Obviously this is the source of the violence in
the Gospel today: the Parable of the Wicked Tenants. This is perhaps the most transparent of all of
the parables of Jesus so we can dispense with the allegory. God has planted
Israel, His vineyard, and let it out to his people, or more precisely, to their
leaders who have just attacked Jesus. All God asks is that they should send Him
some of the fruit of the vineyard. God send his servants, the prophets to
collect the fruit but the tenants beat them, cast them out and refuse the owner
His share. Finally, He sends His Son but they cast Him out of the vineyard and
kill Him.
There was not a Jew there that day who did not
know at once what this parable was about. The image of the Vineyard comes from
the Prophet Isaiah: a love song which
God sings to his people but a warning as well: “the vineyard of the LORD of
hosts is the house of Israel, he looked for justice but behold bloodshed”. They
are going to kill the Son because the vineyard is theirs or at least they think
it should be.
And there is not a Christian here today who does
not get it. But we know the sequel of the story. It is what we shall solemnly
celebrate in Holy Week. The tenants will not get the inheritance. Instead God
the Father will stake His claim not just upon Israel but upon the whole world
and He will do so by putting the whole world in the shadow of His Son’s Cross.
By dying and rising on the third day Jesus claims the whole creation for His
Father, including you and me and
everyone, as His property.
So St. Paul says in the Epistle to the
Philippians: “Christ Jesus has made me His own.” Unlike the wicked tenants Paul is willing to
suffer “the loss of all things and count them as refuse.” The word ‘refuse’ is much stronger in the
Greek but polite company forbids me translating it. St. Paul is talking about
all his accomplishments as a Pharisee. Fasting almsgiving, praying are not
enough; God has to stake His claim on Paul by the Sign of the Cross which reads
“Sold.” For we are all bought at price of the blood of Jesus and, although we
lose our property and rights, we gain everything.
The grounds upon which we are the recipients of
God’s grace and blessing is that we belong to him. We have to read the parable
this Sunday along with the Parable of the Laborers, who came to work early, the
third, the sixth, the ninth hour and the eleventh hour. They are all paid the same
wage for “Is it not lawful for me to do what I will with mine own?”

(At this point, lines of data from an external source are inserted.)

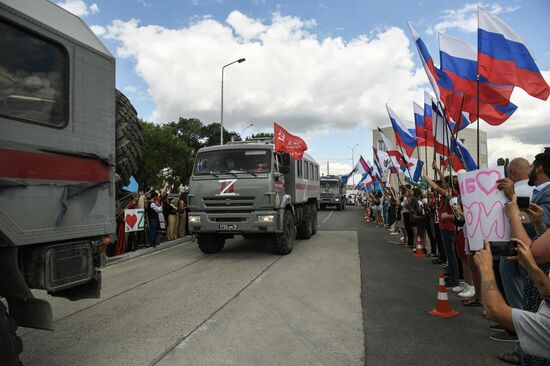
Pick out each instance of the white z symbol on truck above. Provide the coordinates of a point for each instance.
(227, 187)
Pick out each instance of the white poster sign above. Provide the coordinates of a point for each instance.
(134, 219)
(483, 204)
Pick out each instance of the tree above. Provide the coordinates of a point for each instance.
(171, 147)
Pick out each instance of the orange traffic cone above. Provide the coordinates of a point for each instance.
(443, 305)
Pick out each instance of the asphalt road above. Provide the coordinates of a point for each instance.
(348, 296)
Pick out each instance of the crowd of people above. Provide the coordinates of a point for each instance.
(514, 290)
(165, 218)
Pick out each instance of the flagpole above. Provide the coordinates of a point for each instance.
(404, 161)
(477, 81)
(435, 138)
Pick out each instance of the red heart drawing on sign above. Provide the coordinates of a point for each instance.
(131, 220)
(487, 181)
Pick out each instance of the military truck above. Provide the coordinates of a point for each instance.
(332, 192)
(67, 140)
(248, 189)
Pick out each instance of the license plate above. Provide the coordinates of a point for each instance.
(227, 227)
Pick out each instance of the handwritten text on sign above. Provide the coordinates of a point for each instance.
(133, 219)
(483, 205)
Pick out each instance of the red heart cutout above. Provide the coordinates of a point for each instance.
(487, 181)
(131, 220)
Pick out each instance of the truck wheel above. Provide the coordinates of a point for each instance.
(129, 140)
(284, 242)
(313, 219)
(305, 226)
(10, 344)
(210, 244)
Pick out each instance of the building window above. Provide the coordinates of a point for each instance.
(34, 74)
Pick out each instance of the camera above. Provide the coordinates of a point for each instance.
(523, 202)
(503, 248)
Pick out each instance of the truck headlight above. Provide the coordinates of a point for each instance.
(266, 219)
(194, 218)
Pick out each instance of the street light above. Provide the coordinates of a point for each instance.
(352, 160)
(250, 125)
(221, 119)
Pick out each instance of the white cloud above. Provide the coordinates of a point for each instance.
(290, 75)
(465, 18)
(336, 168)
(510, 147)
(78, 7)
(98, 30)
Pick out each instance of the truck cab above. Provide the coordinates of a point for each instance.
(332, 192)
(248, 189)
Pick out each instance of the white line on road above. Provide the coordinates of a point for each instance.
(328, 217)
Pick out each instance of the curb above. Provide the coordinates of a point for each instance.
(141, 252)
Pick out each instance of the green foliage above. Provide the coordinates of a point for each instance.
(174, 145)
(262, 135)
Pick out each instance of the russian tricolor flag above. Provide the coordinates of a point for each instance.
(428, 124)
(426, 59)
(445, 145)
(459, 62)
(422, 135)
(404, 135)
(504, 58)
(457, 102)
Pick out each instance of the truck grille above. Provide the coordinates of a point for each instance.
(228, 203)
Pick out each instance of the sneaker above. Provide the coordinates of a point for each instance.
(504, 337)
(497, 328)
(459, 288)
(469, 291)
(512, 357)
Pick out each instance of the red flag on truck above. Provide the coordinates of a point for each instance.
(287, 142)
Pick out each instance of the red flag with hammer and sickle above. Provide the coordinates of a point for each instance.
(287, 142)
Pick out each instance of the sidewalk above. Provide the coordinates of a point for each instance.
(144, 251)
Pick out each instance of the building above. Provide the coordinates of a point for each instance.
(468, 136)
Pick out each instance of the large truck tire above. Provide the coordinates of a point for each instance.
(210, 244)
(313, 219)
(284, 242)
(10, 344)
(305, 226)
(129, 139)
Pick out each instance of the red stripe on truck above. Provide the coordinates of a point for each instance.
(33, 165)
(304, 186)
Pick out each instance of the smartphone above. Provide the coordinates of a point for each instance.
(523, 202)
(503, 248)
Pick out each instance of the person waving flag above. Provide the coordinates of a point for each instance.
(504, 58)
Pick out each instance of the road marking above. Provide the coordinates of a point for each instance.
(328, 217)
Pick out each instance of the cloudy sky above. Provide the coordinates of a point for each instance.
(322, 69)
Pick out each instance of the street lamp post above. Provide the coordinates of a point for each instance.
(352, 160)
(221, 118)
(250, 125)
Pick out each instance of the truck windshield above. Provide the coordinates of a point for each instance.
(329, 184)
(245, 161)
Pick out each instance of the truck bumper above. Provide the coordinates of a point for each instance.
(256, 222)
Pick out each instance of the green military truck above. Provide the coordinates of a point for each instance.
(68, 140)
(248, 189)
(332, 192)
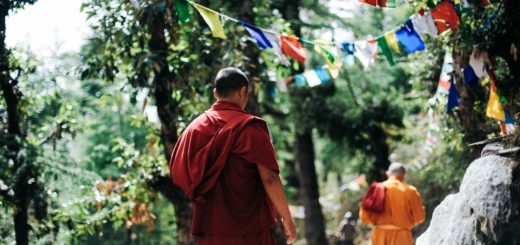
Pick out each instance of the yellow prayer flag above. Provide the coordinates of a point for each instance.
(212, 19)
(391, 39)
(494, 108)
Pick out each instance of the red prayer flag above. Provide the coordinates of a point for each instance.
(293, 48)
(445, 17)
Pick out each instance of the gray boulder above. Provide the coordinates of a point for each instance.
(480, 213)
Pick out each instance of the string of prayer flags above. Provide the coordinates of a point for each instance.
(349, 50)
(380, 3)
(212, 20)
(453, 96)
(424, 24)
(258, 35)
(494, 108)
(477, 63)
(183, 10)
(445, 78)
(409, 38)
(274, 39)
(312, 78)
(385, 49)
(445, 17)
(292, 47)
(366, 52)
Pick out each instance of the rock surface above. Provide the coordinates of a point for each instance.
(480, 212)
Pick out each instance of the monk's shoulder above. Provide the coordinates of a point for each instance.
(411, 188)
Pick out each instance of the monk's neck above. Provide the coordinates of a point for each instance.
(400, 179)
(230, 101)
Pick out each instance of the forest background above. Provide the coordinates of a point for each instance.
(86, 134)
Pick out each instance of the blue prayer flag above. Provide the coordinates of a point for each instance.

What we celebrate in the Great Week and especially
in the Triduum, the three most holy days of the Year of Christ is that we are a
people whom God has formed for himself, as He says in the reading from Isaiah. “Behold,
I am doing a new thing.” The new Vineyard, the Church, whose very name means
“belonging to the Lord” is born from the
pierced side of Jesus, as St John Chrysostom so eloquently preached. From the side of the Lord there flowed blood
and water, the two sacraments of the Eucharist and Baptism.
From these two
sacraments the Church is born. . . . Christ fashioned the
Church, as he had fashioned Eve from the side of Adam. ‘Bone from
my bone and flesh from my flesh!’
The asceticism of Lent, fasting, abstinence,
self-denial, is only practice for Holy Week. Preparing us to be dispossessed of our property,
our rights, our claims upon God, to prepare us to belong to Him. The stripping
of the altar on Maundy Thursday stripping us of our prerogatives. The absence
of Mass of Good Friday reminding us of loss of all things. Just because we, all
we are and all we have, belongs to the
Father.
But the warning stands. We must present the
fruits to the Father: holiness, good works, new Christians, repentance,
worship, love and obedience or the vineyard will be given to others.